Shared secret token for WebSocket authentication

gateway.auth.password
Type: string Default: ""

Password for WebSocket authentication

gateway.remote.url
Type: string Default: ""

Remote Gateway WebSocket URL (e.g., wss://remote-host:3000)

gateway.remote.token
Type: string Default: ""

Authentication token for connecting to a remote Gateway

gateway.remote.password
Type: string Default: ""

Authentication password for connecting to a remote Gateway

session.defaultKey
Type: string Default: ""

Default session key for WebChat conversations

session.storage
Type: string Default: "memory"

Session storage backend (memory, file, redis, etc.)

textChunkLimit
Type: number Default: 2000

Maximum characters per outbound message chunk

blockStreaming
Type: boolean Default: false

Send responses as block-based chunks during generation for real-time feedback

WebChat Frequently Asked Questions

WebChat Troubleshooting

WebChat shows 'Disconnected' and won't reconnect

The Gateway is not running, or the WebSocket port is blocked by a firewall.

Verify the Gateway is running with 'openclaw status'. Check that the configured gateway.port is not blocked by a firewall. Ensure gateway.bind allows connections from your client's network address.
Authentication fails when connecting

The token or password doesn't match the Gateway configuration.

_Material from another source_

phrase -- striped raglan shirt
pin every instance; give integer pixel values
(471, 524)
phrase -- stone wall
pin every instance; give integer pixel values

Verify gateway.auth.token or gateway.auth.password matches your client credentials exactly. Check for trailing spaces or encoding issues. Restart the Gateway after changing authentication settings.
Messages send but no AI response appears

The AI agent is not configured, or the AI provider API key is invalid.

Check the Gateway logs for errors. Verify your agent configuration in openclaw.json. Ensure the AI provider (e.g., OpenAI, Anthropic) API key is valid and has available quota.
Remote connection via SSH tunnel fails

The SSH tunnel is not forwarding the correct port, or the Gateway is not listening on the expected address.

Ensure the SSH command matches the Gateway port: ssh -L 3000:localhost:3000 user@host. On the remote machine, verify the Gateway is listening on the expected port. Check that gateway.bind is set to 127.0.0.1 for SSH tunnel access.
Chat history is empty after reconnection

The session expired or was cleared between connections.

Check session configuration settings in openclaw.json. Ensure the Gateway has sufficient storage for session persistence. Verify the session key matches between connections.